- St. Stepanos Church
- Location: Ordubad
- Country: Azerbaijan
- Denomination: Armenian Apostolic Church

History
- Founded: 12th century

Architecture
- Demolished: February 2000 – November 2011

= St. Stepanos Church (Ordubad) =

Armenian church in Nakhchivan, Azerbaijan

St. Stepanos Church was an Armenian church located on a hill in the northern part of Ordubad city (Ordubad district) of the Nakhchivan Autonomous Republic of Azerbaijan. The church was still partially standing monument in the early 2000s and was destroyed at some point between 2000 and 2011.

== History ==
The church was founded in the 12th century and was renovated in the 17th century as well as in 1836.

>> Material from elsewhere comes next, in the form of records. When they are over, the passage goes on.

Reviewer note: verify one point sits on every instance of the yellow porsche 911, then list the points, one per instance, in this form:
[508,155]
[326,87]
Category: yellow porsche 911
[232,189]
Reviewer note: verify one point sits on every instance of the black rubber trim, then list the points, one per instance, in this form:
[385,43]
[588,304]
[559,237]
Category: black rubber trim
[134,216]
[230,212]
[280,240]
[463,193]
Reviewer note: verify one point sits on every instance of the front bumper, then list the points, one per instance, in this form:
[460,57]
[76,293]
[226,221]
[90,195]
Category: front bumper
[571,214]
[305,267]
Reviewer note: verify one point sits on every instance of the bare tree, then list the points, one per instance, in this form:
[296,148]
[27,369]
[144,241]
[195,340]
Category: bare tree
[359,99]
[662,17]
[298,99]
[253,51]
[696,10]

== Architectural characteristics ==
The church was severely damaged in the late Soviet period; its roof, cupola, and upper parts of the walls missing. The church had an apse, two vestries, a hall, an entrance on the northern facade, and a porch along the south facade. Stone stairways led from the apse to upper chambers above the ceiling of the vestries and above the apse.

== Destruction ==
The church was still a standing monument in the early 2000s and was destroyed between 2000 and 2011, in particular it has been already completely erased between February 2000 and November 9, 2011, as it is documented by the satellite forensic investigation of the Caucasus Heritage Watch.